All of the peaks for various annealing temperatures were identified to be those of the cubic ZnS phase (JCPDS card no. buy MLN4924 79–0043) [14]. The

crystallinity of ZnS increased along with annealing temperature. When the temperature was increased to 250°C, the peaks of (111), (220), and (311) were obviously seen. In this experiment, as ZnSO4 was dissolved in water, Zn2+ ions could form a variety of complexes in the solution, and this was hydrolyzed to form Zn(OH)2. The possible chemical reactions for the synthesis of ZnS nanocrystals are as follows: (1) (2) (3) (4) check details Figure 1 XRD spectra of the ZnS films. Grown (spectrum a) without annealing and at annealing temperatures of (spectrum b) 150°C and (c) 250°C, selleck kinase inhibitor respectively. During the reaction processes, sulfide ions release slowly from CH3CSNH2 and react with zinc ions. Consequently, ZnS nanocrystals form via an in situ chemical reaction manner. Equation 4 indicates that ZnS is produced by the reaction of S2- and Zn2+. TEM analysis provides further insights into the structural properties of as-synthesized ZnS nanocrystals.

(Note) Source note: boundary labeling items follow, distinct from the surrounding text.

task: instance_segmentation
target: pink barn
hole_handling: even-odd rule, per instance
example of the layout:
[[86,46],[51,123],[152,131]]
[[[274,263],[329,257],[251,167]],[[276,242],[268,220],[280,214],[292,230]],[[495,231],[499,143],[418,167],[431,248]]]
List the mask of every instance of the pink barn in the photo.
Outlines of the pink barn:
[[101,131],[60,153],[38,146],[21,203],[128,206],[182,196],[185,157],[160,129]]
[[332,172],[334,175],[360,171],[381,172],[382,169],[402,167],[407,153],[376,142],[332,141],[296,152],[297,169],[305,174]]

Figure 2a shows a low-magnification TEM image where the nanocrystals are clearly observed. The average grain size of the ZnS nanocrystal was about 16 nm. The crystalline ZnS were identified by the electron diffraction (ED) pattern in the inset of Figure 2b, which shows diffused rings indicating that the ZnS hollow spheres are constructed of polycrystalline ZnS nanocrystals. The concentric rings can be assigned

to diffractions from the (111), (220), and (311) planes of cubic ZnS, which coincides with the XRD pattern. A representative HRTEM image enlarging the round part of the structure in Figure 2b is given. The interplanar distances Reverse transcriptase of the crystal fringes are about 3.03 Å. The energy-dispersive X-ray spectroscopy (EDS) line profiles indicate that the nanocrystal consists of Zn and S, as shown in Figure 2c. In addition, the atomic concentrations of Zn = 56% and S = 44% were calculated from the EDS spectrum. Figure 2 Structural properties of as-synthesized ZnS nanocrystals. (a) TEM image of as-synthesized ZnS nanocrystals. (b) HRTEM image of the nanocrystal and the electron diffraction pattern. (c) EDS analysis of the ZnS nanocrystals. Figure 3a,b,c,d shows scanning electron microscopy (SEM) images of the ZnS film on Si plane annealed at temperatures of 100°C, 150°C, 200°C, and 250°C, respectively. It can be clearly seen that the dominant feature of the films is the appearance of small islands. The grain particles were condensed by assembled nanocrystals. It was conjectured that the assembly effect arising from nanocrystals are responsible for the decrease of surface energy. The particle size increased as the sintering temperature increased. It is believed that a higher temperature enhanced higher atomic mobility and caused faster grain growth.